Durant les années 90, au moins 17 groupes arabes opéraient en Afghanistan et, tandis qu’ils étaient influencés par al-Qaïda, ils opéraient séparément. A partir du 11/9, la majorité d’entre eux avait fusionné dans al-Qaïda, à l’exception notamment d’al-Gama Islamiya al-Muqatilal (GIM), de Jamaatul Toheed Wal Jihad (dirigé par Abou Musaab al-Zarquawi, qui a rejoint très tard al-Qaïda après l’invasion de l’Irak en 2003) et de centaines d’Arabes indépendants qui avaient également rejoint la cause du Djihad avec le puissant Jalaluddin Haqqani.

Après le 11/9, même ces opérateurs indépendants n’avaient pas beaucoup d’autre choix que d’opérer avec al-Qaïda, puisque dans la « guerre contre la terreur », tous les Arabes afghans étaient considérés comme faisant partie d’al-Qaïda. Beaucoup furent arrêtés au Pakistan et à l’étranger, simplement parce qu’ils vivaient en Afghanistan. Dans une quête pour un havre sûr, ils se rendirent dans les zones tribales pakistanaises et demeurèrent dans des camps d’al-Qaïda, parce que c’était la seule organisation arabe puissante qui restait dans la région et qui pouvait leur offrir un abri. Beaucoup d’Arabes afghans étaient opposés aux stratégies d’al-Qaïda, mais ils n’avaient pas la possibilité de les remettre en question.

Maintenant, avec des cadres supérieurs d’al-Qaïda qui expriment ouvertement des critiques, de tels points de vue pourraient gagner du terrain. Ceci pourrait conduire à réformer le plus violent mouvement de résistance musulman auto-proclamé contre l’hégémonie occidentale ou permettre à des dissidents de passer dans le camp des dirigeants Talibans afghans traditionnels et rompre avec al-Qaïda.

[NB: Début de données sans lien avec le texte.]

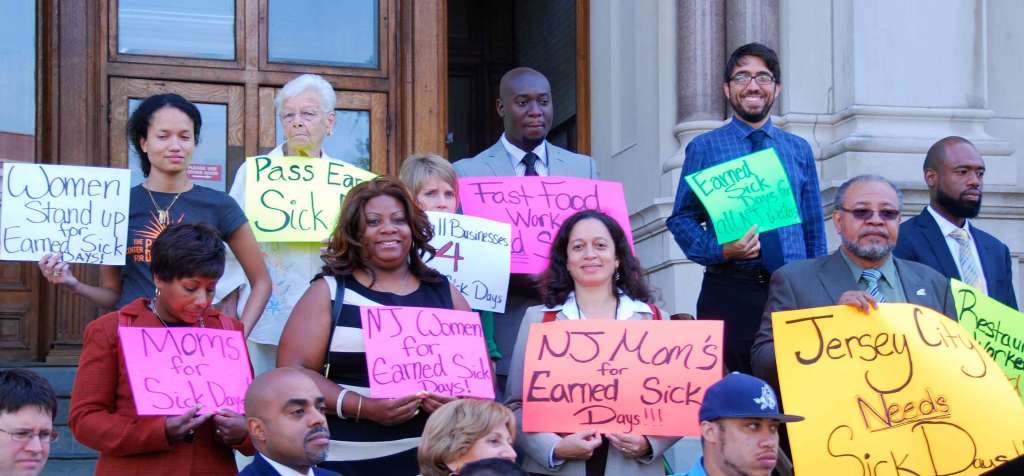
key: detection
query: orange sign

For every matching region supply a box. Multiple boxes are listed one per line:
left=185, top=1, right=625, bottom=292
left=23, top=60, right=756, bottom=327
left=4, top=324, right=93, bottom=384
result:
left=522, top=320, right=722, bottom=436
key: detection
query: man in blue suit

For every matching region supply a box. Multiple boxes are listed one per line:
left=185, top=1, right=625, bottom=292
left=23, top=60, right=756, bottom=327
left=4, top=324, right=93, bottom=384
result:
left=893, top=136, right=1017, bottom=309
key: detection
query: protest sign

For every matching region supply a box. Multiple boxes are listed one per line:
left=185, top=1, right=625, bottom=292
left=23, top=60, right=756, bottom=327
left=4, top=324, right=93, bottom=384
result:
left=246, top=156, right=377, bottom=242
left=949, top=279, right=1024, bottom=400
left=459, top=177, right=633, bottom=274
left=0, top=162, right=131, bottom=266
left=118, top=327, right=253, bottom=415
left=427, top=212, right=512, bottom=312
left=772, top=304, right=1024, bottom=476
left=686, top=148, right=800, bottom=245
left=359, top=306, right=495, bottom=398
left=522, top=319, right=722, bottom=436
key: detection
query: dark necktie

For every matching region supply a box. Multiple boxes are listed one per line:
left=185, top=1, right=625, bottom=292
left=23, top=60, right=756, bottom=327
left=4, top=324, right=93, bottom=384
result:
left=522, top=153, right=541, bottom=177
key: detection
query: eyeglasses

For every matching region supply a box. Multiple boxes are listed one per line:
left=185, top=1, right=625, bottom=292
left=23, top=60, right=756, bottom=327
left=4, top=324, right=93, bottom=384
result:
left=838, top=207, right=900, bottom=221
left=730, top=73, right=775, bottom=86
left=0, top=429, right=59, bottom=443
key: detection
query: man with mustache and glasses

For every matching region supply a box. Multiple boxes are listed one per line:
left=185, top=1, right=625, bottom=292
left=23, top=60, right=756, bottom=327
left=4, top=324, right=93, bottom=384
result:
left=753, top=175, right=955, bottom=389
left=240, top=367, right=338, bottom=476
left=893, top=136, right=1017, bottom=309
left=666, top=43, right=826, bottom=373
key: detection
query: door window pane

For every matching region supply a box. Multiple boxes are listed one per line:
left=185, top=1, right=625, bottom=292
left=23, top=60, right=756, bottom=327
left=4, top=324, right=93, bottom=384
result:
left=267, top=0, right=380, bottom=70
left=274, top=110, right=370, bottom=170
left=118, top=0, right=234, bottom=59
left=128, top=99, right=227, bottom=191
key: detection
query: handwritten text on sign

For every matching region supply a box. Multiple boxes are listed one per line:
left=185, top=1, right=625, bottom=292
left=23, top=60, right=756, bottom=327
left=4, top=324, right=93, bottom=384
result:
left=949, top=279, right=1024, bottom=400
left=427, top=212, right=512, bottom=312
left=246, top=156, right=377, bottom=242
left=118, top=327, right=253, bottom=415
left=772, top=304, right=1024, bottom=476
left=522, top=320, right=722, bottom=436
left=459, top=177, right=633, bottom=274
left=686, top=148, right=800, bottom=244
left=0, top=162, right=131, bottom=265
left=359, top=306, right=495, bottom=398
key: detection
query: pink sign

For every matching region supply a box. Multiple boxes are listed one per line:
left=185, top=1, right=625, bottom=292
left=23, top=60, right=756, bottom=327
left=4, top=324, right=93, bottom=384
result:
left=118, top=328, right=253, bottom=415
left=359, top=306, right=495, bottom=398
left=459, top=177, right=633, bottom=274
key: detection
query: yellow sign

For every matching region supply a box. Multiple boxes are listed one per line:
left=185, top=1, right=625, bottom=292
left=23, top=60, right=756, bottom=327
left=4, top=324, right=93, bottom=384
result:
left=246, top=156, right=377, bottom=242
left=772, top=304, right=1024, bottom=476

Le célèbre journaliste arabe, Jamal Ismail, auteur de Ben Laden, al-Jazeera et Moi, qui a rencontré ben Laden et interviewé Zawahiri, a fait le commentaire suivant pour Asia Times Online : « [A ce stade,] ce n’est pas une scission, mais une reconsidération. Toutefois, à un stade ultérieur, cela pourrait conduire à une scission si le conseil [donné dans ce livre], de même que d’autres opinions de l’intérieur et de l’extérieur d’al-Qaïda ne sont pas écoutés. »

Syed Saleem Shahzad est le chef du bureau de l'Asia Times Online au Pakistan.